We are not going to produce a "wild and challenging orchard" with sweet pollen, if we are also committed to "sting like a bee, committed to 'knock you out.'
If the various faith traditions see the world from the perspective of a boxing match, and each intends to "win" by converting the world to its faith, by whatever means, then the whole enterprise is nothing more than a potential repeat of the crusades, and many deaths and much destruction will be the result.
At the same time, pursuing God, and a relationship with God, is one of, if not the most complex pursuits of any human's existence. It will take a conscientious pilgrim through sacred texts, and sacred sites, and sacred liturgies and sacred festivals and rituals, and sacred meals and even sacred traditions of entry, reflection and penitence, hope and even transformation. And along the way, one will encounter pilgrims whose journey inspires and offers hope, while also encountering other pilgrims, equally sincere and dedicated to their own spiritual life, whose attitudes, beliefs and political orientation will cause deep sadnes, rejection and even alienation. And these encounters will include those with so-called leaders in the faith, some of whom will be in a kind of power-struggle with other leaders of the same faith.

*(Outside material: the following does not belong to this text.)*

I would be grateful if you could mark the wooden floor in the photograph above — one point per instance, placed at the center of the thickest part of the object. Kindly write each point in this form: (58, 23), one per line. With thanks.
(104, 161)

That is why, while there has to be a context for one's exploring among other seekers, it is extremely important to listen to the little voice within, in order to sense a deeper meaning of what one is hearing, and thinking and perceiving, as a 'child of  God' created in the image of God. And if and when that voice is telling anyone to point a gun, or make a bomb, or detonate a device as part of the legitimate expression of that faith tradition, and as another step toward world domination by that faith tradition, then the voice has lost its capacity for love, in an agape sense, and has lost its musicality, and has been reduced to a tone-deaf banging of metal on rock, leading only to the breakdown of the rock and the bending of the metal....and in the process, the shedding of much blood, and a reduced capacity for tending that "wild and challenging orchard" that we call planet earth, with its finite reserves of life-sustaining clean water, clean air and limitless and unmeasureable oceans of unadulterated hope and courage that bring us together and sustain us in a very small boat on very stormy seas, no matter whose picture of God seems ascendent at the moment.